Because the city, like other employers in Steamboat, has trouble hiring and retaining good employees, it has had to keep tabs on the policies of similar municipalities and adjust salaries accordingly, Thrasher said.

"We're struggling to hire and retain quality employees," Thrasher said. "It's just so competitive these days."

Management positions in Steamboat pay about as well or better than similar positions in nearby communities.

Planning Director Wendie Schulenberg, for instance, who makes $77,022, is near the top of the city's pay scale for her position that ranges from $56,184 to $80,112. Breckenridge's planning director receives a salary of $79,284 on a scale that ranges from $57,756 to $79,284, according to a Colorado Municipal League compensation report. The Aspen community development director (equivalent to our planning director) makes $77,136 on a scale that ranges from $57,804 to $80,808. One's position on a pay scale mostly has to do with experience and performance, Thrasher said.

In the past, human resources directors were less interested in what other communities were doing, Thrasher said. But because employees have been looking to maximize their earnings potential in towns such as Steamboat that have high costs of living, Steamboat has had to offer more competitive salaries to stay even, Thrasher said. If the city does not at least stay even with nearby towns, he added, employees will be quick to relocate.

"It's gone from difficult to almost impossible for people to live here and try to subsist on an entry-level job," Thrasher said.

Thrasher said the demographics of the average Steamboat city employee has had to adjust to the fact that it is expensive to raise a family in Steamboat, especially because of the cost of housing. More young people are applying for positions, as are older individuals who do not necessarily need to be making as much money, he said. The city has had to increase salaries in the past few years to attempt to pull in the most qualified applicants, especially those supporting families.

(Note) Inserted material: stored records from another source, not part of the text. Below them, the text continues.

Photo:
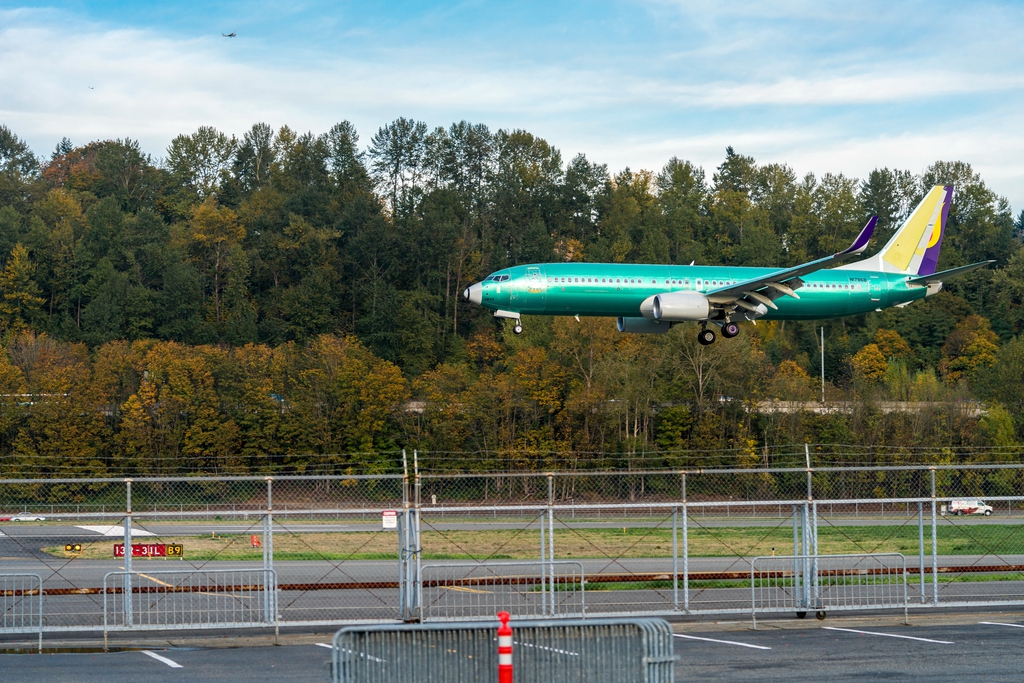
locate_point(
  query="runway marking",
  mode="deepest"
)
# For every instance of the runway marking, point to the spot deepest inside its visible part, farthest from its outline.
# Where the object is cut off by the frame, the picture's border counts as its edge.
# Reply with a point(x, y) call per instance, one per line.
point(113, 530)
point(170, 663)
point(1016, 626)
point(543, 647)
point(724, 642)
point(463, 589)
point(888, 635)
point(331, 647)
point(164, 583)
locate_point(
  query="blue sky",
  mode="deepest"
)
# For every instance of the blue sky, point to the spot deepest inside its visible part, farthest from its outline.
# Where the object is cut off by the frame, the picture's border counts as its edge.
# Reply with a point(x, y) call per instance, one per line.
point(822, 86)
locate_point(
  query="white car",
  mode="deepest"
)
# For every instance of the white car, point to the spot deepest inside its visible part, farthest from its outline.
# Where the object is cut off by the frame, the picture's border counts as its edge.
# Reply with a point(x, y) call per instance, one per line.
point(28, 517)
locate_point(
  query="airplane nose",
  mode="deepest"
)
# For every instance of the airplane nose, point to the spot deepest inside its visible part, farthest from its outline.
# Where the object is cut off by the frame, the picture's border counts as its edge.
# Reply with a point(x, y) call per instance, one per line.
point(473, 293)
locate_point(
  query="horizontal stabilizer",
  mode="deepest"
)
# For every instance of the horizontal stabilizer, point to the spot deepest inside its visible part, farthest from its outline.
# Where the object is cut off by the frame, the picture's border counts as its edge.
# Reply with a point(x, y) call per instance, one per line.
point(947, 274)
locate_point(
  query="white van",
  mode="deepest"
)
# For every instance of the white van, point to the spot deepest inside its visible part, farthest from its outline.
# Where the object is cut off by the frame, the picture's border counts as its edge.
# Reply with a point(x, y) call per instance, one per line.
point(970, 506)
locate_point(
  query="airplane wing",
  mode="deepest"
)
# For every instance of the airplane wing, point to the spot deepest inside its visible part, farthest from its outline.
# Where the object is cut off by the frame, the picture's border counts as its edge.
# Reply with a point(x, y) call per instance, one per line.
point(766, 289)
point(946, 274)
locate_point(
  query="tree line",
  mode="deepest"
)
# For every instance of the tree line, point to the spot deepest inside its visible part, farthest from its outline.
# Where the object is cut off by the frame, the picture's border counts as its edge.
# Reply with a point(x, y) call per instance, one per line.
point(285, 301)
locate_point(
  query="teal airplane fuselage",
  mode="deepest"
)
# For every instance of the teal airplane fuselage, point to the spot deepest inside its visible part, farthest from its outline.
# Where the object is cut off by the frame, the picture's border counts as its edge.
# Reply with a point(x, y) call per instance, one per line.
point(617, 290)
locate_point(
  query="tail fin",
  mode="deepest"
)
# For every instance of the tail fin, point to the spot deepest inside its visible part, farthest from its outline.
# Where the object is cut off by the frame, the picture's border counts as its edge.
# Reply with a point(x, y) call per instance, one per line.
point(914, 247)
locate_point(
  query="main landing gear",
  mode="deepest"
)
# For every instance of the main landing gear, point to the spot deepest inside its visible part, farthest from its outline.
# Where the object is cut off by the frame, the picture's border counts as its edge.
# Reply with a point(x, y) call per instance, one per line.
point(706, 336)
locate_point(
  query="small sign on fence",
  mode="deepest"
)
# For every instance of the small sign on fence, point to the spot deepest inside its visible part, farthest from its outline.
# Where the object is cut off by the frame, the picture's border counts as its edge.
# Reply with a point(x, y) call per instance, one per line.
point(150, 550)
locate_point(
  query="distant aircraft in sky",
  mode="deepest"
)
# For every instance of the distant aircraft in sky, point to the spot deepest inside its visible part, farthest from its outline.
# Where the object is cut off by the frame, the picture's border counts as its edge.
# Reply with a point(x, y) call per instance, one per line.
point(650, 299)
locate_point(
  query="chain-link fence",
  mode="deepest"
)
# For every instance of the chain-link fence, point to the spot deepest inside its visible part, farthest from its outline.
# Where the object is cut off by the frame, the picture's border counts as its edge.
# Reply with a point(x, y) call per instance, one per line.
point(344, 549)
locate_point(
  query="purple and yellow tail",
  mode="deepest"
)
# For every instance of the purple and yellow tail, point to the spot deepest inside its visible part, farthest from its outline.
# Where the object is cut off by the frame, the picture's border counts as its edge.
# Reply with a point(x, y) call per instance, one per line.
point(914, 247)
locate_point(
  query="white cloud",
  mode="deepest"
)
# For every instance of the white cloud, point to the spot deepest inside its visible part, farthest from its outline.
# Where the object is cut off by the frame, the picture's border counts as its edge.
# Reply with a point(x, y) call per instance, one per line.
point(62, 77)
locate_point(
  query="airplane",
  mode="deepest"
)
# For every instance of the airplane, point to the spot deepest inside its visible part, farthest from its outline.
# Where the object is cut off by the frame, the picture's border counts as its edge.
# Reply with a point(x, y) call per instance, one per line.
point(652, 298)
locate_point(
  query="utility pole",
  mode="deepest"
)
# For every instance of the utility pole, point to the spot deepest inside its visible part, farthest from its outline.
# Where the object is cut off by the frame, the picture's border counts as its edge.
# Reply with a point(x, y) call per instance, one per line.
point(822, 365)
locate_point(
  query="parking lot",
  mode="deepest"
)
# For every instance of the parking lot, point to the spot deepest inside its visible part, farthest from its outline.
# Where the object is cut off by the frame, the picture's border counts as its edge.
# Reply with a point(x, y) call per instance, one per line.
point(978, 647)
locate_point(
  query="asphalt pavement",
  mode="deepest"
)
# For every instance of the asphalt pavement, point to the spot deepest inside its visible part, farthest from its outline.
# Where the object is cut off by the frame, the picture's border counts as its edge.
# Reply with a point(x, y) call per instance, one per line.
point(979, 647)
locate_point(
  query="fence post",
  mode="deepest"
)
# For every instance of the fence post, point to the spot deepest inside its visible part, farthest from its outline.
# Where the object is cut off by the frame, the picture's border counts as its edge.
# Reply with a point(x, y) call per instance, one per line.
point(504, 649)
point(807, 456)
point(805, 564)
point(551, 541)
point(935, 556)
point(402, 524)
point(686, 562)
point(675, 557)
point(270, 587)
point(814, 555)
point(416, 585)
point(544, 567)
point(128, 592)
point(796, 553)
point(921, 549)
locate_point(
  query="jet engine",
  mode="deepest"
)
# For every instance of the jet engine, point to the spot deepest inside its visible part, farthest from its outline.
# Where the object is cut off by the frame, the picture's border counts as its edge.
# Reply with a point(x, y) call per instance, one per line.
point(642, 326)
point(680, 306)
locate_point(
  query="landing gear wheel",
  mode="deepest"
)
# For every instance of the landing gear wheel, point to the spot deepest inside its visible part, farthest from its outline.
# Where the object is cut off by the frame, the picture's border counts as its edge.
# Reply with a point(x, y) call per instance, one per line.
point(706, 337)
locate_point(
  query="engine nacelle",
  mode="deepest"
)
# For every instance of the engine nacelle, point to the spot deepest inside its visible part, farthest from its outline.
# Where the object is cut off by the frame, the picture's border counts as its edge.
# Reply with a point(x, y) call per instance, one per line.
point(680, 306)
point(642, 326)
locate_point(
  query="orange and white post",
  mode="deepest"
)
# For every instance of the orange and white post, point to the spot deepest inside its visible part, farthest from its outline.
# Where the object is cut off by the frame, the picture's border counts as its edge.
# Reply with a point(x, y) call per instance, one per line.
point(504, 649)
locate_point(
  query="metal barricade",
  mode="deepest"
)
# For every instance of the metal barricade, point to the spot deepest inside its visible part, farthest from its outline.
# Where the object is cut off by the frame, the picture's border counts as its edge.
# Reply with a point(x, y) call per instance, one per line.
point(827, 583)
point(638, 650)
point(468, 591)
point(188, 599)
point(22, 604)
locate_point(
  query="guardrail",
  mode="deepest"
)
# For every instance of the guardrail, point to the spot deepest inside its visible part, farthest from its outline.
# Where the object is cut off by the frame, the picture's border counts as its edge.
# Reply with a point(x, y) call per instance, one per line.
point(594, 650)
point(470, 591)
point(827, 583)
point(188, 599)
point(22, 604)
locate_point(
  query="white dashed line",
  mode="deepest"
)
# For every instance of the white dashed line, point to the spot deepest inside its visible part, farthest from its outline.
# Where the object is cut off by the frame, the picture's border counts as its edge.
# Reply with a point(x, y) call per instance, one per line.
point(889, 635)
point(724, 642)
point(116, 531)
point(169, 663)
point(1016, 626)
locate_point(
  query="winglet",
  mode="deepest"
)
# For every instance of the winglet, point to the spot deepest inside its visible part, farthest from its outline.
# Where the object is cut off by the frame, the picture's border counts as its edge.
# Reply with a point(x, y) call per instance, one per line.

In the interest of keeping more police officers, for instance, the city increased officers' starting salaries by 15 percent in 2000, from $28,753 to $33,009. The police officer turnover rate had been extremely high in 1999.

The city came up with the new officer salaries after conducting a salary survey in 1999, which the city conducts every other year. The survey compared Steamboat's salaries to those of other municipalities, districts, nonprofits and private businesses.

City employees who received a large raise this year, however, should not expect the same level of increase as of 2001.

The city did institute about a 3 percent shift in the range of salaries available to employees in each position, which did influence the starting salary in each department and elevated the top of the range. Those in the middle of the range, however, did not receive an increase from the 3 percent shift despite being able to eventually reach for higher salaries at the top of the range.

The city based its approximately 3 percent shift on the consumer price index calculated for the Denver-Boulder area.

The city has no automatic annual raises based on experience but has instituted a pay-for-performance system that allows an employee to receive as much as an 8 percent raise due to strong job performance as noted in a supervisors' evaluation. That evaluation will be undertaken on an annual basis on the date the employee was hired. Therefore, an employee initially hired in December may not receive his annual pay-for-performance evaluation and subsequent raise until December 2001.

"It's really a way to be accountable to taxpayers, rather than having some arbitrary increase," Thrasher said. "We will reward people who do a good job."

Thrasher said employees have embraced this new process, which replaces a system through which an employee could receive cost-of-living raises, raises based on the results of a salary survey and performance raises, but were unsure of which might go into effect in a given year.

"It's always a good thing to do a revision of an older process," said Public Works Director Jim Weber. "They're just trying to make the process a little bit more definitive."